EPA is Still Messing with Texas

In the wake of EPA Region 6’s recent decision to overturn TCEQ-issued air permits for 40 companies, EPA fired another shot at The Alamo.  The EPA is offering Texas companies with the approximately 130 affected air permits the opportunity to have third party audits conducted with a promise of enforcement leniency in exchange.  The pre-publication version of the announcement is posted at EPA Region 6 website here, as well as the 30-page agreement that audit participants must execute with EPA.

Noteworthy aspects of the agreement include:

–       Highly prescriptive requirements for third party auditor independence and report certification

–       Detailed requirements for the scope of the audit

–       Audit report content, format and submission requirements – including taxonomy for supporting document attachments

–       Mandates and specifications for emissions-related Community Projects to be entered into by the audit participant and approved by EPA

–       Separate specifications for the NSR portion of the audit and related report

–       The model Consent Agreement and Final Order (CAFO)

Companies interested in participating in the audit program should conduct a thorough review – with legal counsel – of the language contained in the agreement and CAFO documents.  Although we at Elm are not lawyers and do not dispense legal advice, these documents do not appear to provide protection against fines and penalties.

EPA Messes With Texas

The Associated Press says that EPA will prevent the Texas Commission on Environmental Quality (TCEQ) from issuing an air emissions permit for the Flint Hills (Koch Industries) Refinery in Corpus Christi.  The permit will be issued directly by EPA and is likely to contain substantive differences from the permit proposed by TCEQ.

Further, by June 30 EPA will invalidate 39 more air emissions permits affecting 140 plants in Texas as a result of a dispute between EPA Region 6 and the TCEQ.

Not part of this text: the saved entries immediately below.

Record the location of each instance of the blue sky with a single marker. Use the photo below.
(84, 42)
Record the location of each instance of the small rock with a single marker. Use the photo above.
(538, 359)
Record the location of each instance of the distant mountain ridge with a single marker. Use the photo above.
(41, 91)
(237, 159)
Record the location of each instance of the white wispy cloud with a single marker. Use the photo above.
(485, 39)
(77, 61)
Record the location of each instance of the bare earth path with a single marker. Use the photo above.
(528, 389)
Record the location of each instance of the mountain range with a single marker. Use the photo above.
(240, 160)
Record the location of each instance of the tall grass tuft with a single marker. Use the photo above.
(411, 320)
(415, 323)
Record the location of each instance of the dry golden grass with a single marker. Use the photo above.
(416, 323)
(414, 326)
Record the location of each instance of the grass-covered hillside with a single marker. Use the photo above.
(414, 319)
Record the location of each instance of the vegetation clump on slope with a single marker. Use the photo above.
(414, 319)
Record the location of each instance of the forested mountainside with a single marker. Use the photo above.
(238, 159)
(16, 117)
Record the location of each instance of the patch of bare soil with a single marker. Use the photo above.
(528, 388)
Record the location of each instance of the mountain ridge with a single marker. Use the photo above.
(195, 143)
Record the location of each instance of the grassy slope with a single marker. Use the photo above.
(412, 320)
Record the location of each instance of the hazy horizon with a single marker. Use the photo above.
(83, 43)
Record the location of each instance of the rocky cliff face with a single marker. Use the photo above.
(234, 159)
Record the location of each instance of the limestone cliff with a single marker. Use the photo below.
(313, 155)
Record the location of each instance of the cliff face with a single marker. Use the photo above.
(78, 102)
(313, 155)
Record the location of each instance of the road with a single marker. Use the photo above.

Al Armendariz, [EPA Region 6 Administrator] said the EPA will issue its own permit for the independently owned Flint Hills Corpus Christi East Refinery, and in the coming days begin to do the same for 39 other plants, including facilities owned by Exxon Mobil Corp., Chevron Corp., ConocoPhillips and Dow Chemical Co.

The EPA objected to 40 permits issued by Texas late last year, Armendariz said, partly because they included so-called “flexible permits” that the agency says allow the industry to emit more pollutants than allowed under the federal Clean Air Act. Texas created its flexible permit system in 1994, but it was never officially approved by the EPA.

AP further stated that

at least five years [may be needed] to unravel Texas’ rogue permitting process and learn how much air pollution is being spewed by the nation’s largest refineries.